First I want to take the time personally and thank every single person who has supported and donated for Payton. We are so grateful to have amazing people in our life. We have almost reached 1,000 on GoFundMe! With outside donations, we have enough to cover her first appointment and Lab work. We have a long way to go but I know that we will make it happen no matter what. I really would like to take this time to give some background story for others who do not know Payton or our family personally and insight to what we are planning to do medically for her that our insurance will not cover.
Devin and I have been married almost 10 years this June and have 3 beautiful kids. Our boys, Jackson 8, and Trenton 4 are neuro typical children. Meaning, there is no delay in development.

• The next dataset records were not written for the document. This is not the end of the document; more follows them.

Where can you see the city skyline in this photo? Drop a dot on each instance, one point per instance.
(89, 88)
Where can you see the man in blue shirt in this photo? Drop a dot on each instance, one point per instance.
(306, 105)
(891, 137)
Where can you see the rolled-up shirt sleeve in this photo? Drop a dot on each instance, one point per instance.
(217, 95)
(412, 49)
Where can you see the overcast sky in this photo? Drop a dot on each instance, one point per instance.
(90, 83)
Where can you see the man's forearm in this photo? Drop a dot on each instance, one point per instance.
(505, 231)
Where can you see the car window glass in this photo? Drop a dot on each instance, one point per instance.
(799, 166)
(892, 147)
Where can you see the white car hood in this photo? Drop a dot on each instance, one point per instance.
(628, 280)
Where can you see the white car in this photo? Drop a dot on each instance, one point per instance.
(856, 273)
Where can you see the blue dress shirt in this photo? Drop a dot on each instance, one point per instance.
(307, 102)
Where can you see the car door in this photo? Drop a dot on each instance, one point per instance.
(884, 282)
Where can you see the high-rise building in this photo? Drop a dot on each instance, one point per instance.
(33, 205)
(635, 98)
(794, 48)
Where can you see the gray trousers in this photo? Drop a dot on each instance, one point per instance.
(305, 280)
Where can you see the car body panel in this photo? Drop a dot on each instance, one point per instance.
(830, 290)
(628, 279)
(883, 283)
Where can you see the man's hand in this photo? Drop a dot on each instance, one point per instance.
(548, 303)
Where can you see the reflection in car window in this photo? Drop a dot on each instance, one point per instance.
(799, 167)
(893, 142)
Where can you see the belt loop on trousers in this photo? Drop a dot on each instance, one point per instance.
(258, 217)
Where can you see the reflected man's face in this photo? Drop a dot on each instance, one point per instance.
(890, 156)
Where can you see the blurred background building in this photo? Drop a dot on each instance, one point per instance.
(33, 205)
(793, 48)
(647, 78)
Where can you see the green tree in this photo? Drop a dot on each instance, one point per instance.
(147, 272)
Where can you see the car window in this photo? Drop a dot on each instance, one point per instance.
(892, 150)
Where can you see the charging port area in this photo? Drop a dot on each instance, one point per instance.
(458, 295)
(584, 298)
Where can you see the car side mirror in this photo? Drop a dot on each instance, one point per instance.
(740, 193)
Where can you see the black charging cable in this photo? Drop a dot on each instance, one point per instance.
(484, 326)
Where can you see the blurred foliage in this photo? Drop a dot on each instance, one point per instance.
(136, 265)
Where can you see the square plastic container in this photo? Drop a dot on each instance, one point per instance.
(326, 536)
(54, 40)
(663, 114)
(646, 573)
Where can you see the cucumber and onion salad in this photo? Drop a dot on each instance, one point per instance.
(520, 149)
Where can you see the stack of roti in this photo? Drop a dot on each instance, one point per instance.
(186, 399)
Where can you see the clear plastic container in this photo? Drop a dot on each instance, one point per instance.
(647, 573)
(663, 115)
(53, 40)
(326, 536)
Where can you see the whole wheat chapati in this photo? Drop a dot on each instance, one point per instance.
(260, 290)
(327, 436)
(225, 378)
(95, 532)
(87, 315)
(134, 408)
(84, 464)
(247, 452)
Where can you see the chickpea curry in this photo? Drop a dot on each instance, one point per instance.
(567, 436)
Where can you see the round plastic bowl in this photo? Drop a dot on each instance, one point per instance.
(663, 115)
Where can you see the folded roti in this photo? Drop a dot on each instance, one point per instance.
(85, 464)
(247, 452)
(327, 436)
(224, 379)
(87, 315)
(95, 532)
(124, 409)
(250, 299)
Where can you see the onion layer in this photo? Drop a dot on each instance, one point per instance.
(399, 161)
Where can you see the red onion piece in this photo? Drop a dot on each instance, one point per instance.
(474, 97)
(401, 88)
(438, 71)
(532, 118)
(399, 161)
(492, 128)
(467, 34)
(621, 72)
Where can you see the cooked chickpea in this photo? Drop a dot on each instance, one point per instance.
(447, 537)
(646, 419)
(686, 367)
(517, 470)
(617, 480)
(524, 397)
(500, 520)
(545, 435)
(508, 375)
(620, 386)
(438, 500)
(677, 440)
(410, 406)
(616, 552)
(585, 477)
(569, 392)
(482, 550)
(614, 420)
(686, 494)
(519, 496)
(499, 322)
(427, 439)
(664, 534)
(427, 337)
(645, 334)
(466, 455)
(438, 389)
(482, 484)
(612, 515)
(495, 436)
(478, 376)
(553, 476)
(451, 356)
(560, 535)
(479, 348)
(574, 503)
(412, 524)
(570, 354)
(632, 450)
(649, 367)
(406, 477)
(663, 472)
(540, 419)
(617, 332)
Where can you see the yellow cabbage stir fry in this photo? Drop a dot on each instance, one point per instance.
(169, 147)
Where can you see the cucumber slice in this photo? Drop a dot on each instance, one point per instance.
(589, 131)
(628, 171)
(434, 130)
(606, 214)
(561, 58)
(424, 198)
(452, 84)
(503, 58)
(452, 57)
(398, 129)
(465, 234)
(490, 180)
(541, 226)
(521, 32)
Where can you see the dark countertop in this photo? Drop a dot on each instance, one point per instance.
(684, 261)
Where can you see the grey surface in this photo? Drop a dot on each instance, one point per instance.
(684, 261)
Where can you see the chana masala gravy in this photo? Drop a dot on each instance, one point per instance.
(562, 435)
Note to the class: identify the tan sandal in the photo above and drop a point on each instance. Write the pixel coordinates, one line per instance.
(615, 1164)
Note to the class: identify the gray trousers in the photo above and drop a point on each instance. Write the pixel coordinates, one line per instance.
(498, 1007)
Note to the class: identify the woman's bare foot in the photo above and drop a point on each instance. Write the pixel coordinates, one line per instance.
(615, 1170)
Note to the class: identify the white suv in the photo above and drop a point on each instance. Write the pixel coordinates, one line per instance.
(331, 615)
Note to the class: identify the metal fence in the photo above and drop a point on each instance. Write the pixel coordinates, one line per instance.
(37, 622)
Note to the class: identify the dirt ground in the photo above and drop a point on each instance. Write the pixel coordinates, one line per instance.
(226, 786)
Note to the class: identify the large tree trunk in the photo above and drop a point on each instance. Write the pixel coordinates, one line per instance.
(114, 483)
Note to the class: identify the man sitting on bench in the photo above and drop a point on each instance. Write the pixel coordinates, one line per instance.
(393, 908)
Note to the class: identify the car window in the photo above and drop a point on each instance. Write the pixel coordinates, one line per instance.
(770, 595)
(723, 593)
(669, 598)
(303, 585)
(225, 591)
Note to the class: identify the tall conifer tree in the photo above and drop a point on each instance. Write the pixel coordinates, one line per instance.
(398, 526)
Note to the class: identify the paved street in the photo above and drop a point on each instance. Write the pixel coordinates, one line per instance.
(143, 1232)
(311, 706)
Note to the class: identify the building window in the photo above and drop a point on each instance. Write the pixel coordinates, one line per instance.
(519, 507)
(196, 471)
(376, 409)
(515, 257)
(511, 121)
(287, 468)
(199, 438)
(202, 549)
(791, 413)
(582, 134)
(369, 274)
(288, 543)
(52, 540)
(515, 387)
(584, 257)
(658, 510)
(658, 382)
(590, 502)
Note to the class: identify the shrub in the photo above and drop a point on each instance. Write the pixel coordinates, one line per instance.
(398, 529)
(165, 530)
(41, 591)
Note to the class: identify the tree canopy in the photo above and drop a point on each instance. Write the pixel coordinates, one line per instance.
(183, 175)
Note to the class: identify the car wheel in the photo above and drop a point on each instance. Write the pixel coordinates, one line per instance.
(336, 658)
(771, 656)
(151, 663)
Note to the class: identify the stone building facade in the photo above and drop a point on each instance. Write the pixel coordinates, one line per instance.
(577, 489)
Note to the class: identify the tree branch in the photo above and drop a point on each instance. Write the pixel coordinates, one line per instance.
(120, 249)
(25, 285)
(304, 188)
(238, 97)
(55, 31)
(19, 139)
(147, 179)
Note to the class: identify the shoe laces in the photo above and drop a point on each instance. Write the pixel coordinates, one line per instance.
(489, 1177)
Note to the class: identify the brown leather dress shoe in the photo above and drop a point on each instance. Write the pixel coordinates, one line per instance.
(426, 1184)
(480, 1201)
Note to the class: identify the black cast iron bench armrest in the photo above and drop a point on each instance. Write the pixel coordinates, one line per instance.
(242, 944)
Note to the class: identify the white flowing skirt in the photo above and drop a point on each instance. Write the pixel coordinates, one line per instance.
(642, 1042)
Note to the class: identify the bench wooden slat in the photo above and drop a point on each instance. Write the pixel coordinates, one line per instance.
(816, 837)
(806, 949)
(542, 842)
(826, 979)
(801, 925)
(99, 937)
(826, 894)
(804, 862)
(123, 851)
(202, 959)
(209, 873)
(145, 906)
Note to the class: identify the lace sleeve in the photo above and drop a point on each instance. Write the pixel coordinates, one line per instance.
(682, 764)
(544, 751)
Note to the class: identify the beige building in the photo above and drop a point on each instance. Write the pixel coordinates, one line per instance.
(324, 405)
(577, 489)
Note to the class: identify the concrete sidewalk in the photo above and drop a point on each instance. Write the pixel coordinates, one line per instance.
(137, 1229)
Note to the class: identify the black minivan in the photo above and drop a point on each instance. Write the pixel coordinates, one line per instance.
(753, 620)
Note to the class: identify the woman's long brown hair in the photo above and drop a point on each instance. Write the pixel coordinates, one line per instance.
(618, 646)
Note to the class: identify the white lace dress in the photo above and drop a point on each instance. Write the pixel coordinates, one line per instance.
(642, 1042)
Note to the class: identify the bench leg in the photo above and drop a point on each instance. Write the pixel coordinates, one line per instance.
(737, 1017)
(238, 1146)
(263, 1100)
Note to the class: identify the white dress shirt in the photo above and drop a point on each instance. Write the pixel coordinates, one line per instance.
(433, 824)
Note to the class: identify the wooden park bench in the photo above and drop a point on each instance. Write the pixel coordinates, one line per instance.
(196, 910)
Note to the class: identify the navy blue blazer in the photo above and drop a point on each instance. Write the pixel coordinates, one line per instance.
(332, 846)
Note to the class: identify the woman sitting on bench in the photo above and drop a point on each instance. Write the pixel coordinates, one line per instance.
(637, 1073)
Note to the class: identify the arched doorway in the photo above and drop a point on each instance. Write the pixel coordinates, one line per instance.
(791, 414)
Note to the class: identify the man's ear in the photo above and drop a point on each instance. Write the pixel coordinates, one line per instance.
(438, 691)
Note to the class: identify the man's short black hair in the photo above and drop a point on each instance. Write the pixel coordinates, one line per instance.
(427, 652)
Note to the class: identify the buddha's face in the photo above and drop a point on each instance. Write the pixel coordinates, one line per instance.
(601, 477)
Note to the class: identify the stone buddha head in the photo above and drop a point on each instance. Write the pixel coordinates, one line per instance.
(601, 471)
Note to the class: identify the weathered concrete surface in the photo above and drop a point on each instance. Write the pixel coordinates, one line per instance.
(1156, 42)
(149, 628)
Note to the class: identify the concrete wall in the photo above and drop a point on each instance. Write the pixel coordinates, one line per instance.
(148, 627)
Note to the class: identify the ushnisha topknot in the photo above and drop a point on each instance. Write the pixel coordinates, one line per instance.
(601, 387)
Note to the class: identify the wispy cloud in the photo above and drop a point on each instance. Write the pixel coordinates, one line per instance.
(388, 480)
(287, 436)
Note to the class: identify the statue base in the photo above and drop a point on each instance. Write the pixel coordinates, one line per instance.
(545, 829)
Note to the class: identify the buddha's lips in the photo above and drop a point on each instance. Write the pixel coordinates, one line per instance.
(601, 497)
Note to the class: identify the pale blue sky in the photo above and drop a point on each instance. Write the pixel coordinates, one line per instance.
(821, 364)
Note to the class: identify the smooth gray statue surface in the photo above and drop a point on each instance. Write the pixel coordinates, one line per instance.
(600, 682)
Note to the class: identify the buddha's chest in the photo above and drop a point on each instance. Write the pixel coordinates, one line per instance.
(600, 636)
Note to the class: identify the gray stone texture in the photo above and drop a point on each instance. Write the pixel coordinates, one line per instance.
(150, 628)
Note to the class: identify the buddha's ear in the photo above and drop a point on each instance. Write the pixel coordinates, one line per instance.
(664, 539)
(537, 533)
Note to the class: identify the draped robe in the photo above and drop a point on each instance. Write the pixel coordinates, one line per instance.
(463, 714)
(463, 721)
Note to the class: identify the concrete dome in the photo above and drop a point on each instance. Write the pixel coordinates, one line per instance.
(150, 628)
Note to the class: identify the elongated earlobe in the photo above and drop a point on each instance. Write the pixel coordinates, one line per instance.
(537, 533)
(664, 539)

Autism effects 1 in 54 boys and 1 in 252 girls. It is 5 times more common in boys than in girls. How did this happen to us? I did ask myself that quite a bit. What did I do wrong? Was it that Tylenol I took for that headache? Or that occasional Coke I drank? I know I was grasping at straws but I just didn't understand how I could have a girl on the spectrum. Shouldn't one of my boys been diagnosed? It is 5 times more common. That was my way of thinking 6 months ago after we got the diagnoses. Now I am no longer consumed with why her, why us, and what did I do wrong. I think it is human nature to ask those questions when something in life comes up that is unexpected. Leaving that office I had already felt defeated. There is NO cure. Only HOPE. I started googling nonstop trying to find a story on Autism recovery, specifically girls. I quickly realized that there is not enough information on girls on the spectrum. Clinical trials of new medicines or therapies are usually a boy only thing. How is that fair to the 1 in 252? Its not.
Devin and I always are searching new therapies, studies, and trials. We came across a study that talked about Gut Microbes being linked to Autismlike symptoms in mice. (http://news.sciencemag.org/biology/2013/12/gut-microbes-linked-autismlike-symptoms-mice)
That caught my attention immediately because Payton always seemed to have tummy issues. Since she cannot communicate we don't know if she hurts or is in pain when she is crying. We just have to guess. Her stools have always been "different" than what our other two kids are. So that got our wheels turning. What if it is something bigger than just a neurological disorder? What if she has underlying issues that are hindering her ability to communicate and focus? So then we dug more and know that there are hundreds of doctors in the United States that run tests to discover the issues our children may have but cannot tell us. This is breaking away from the typical "doctor" and searching for alternative medicine. Probiodics have been proven to be beneficial to help promote good bacteria in the gut, hyperbaric oxygen therapy has been proven in different children to be a beneficial tool as well. (http://www.ncbi.nlm.nih.gov/pmc/articles/PMC3472266/)
Now on to the most controversial topic in the Autism community, vaccines. First I would like to say that yes I think vaccines are very important, I do believe they played a HUGE factor with our daughters regression but I don't think it was the single thing that caused her Autism. After reading this (http://www.sciencedaily.com/releases/2013/02/130225162231.htm), I am so anxious to see if Payton does have dangerously high toxic metals in her blood stream. Maybe her body couldn't handle all of the vaccines she received when she turned 1. Maybe she was already damaged and it caused her to go into a complete regression. Although we will never know exactly what caused her Autism, we will soon know everything we can medically about how her body is functioning and what she is lacking to get her to the best place she can be so she can continue learning.
Everyone who has donated has a part of my heart in this journey because without amazing friends and family, this wouldn't be possible.
We are getting her the best doctor, check her our here
(http://www.ageofautism.com/2011/01/dr-julie-buckley-on-treating-underlying-medical-conditions-of-autism.html) Please read about her! She is so brilliant and I think because of her personal experience she will do everything in her power to help Payton lead the best life possible. So thank you, Thank you all for contributing to our daughters fund.
Last, but not least, When Payton started the most recommended therapy, A.B.A, we were anxious and praying to see some results. We needed to break the barrier and enter our daughters alternate world and let her know we were there. We happened to get one of the BEST in the business. Within weeks our daughter turned when a noise was made, when door opened, when the T.V. turned on. She finally left her little world for seconds to figure out what was going on in ours. The doctor who diagnosed her told us that with her severity she might not ever talk. Ugh those words still crush my soul. A few months ago Payton said her first word, GO! For awhile she said it randomly, then she would say it after we would say, Ready, set.... GO! Now she is using it in context. When she is done with therapy she will grab my hand and tell me go! She is adding words slowly and mostly for a salty pretzel or a m&m, but she is following vocal cues and again that is huge. She is showing that doctor that Autism will not define who she is. We are on a long journey, a road that unfortunately is traveled quite a bit, but we will not stop. Knowledge is power. We will do everything we can to help her. If by chance we don't see any improvement, then at least we tried EVERYTHING we knew about to help her be the best she can be. We love this girl more than words can ever express. She has completed this family. She has already taught us more than I could of imagined. Autism will not define her.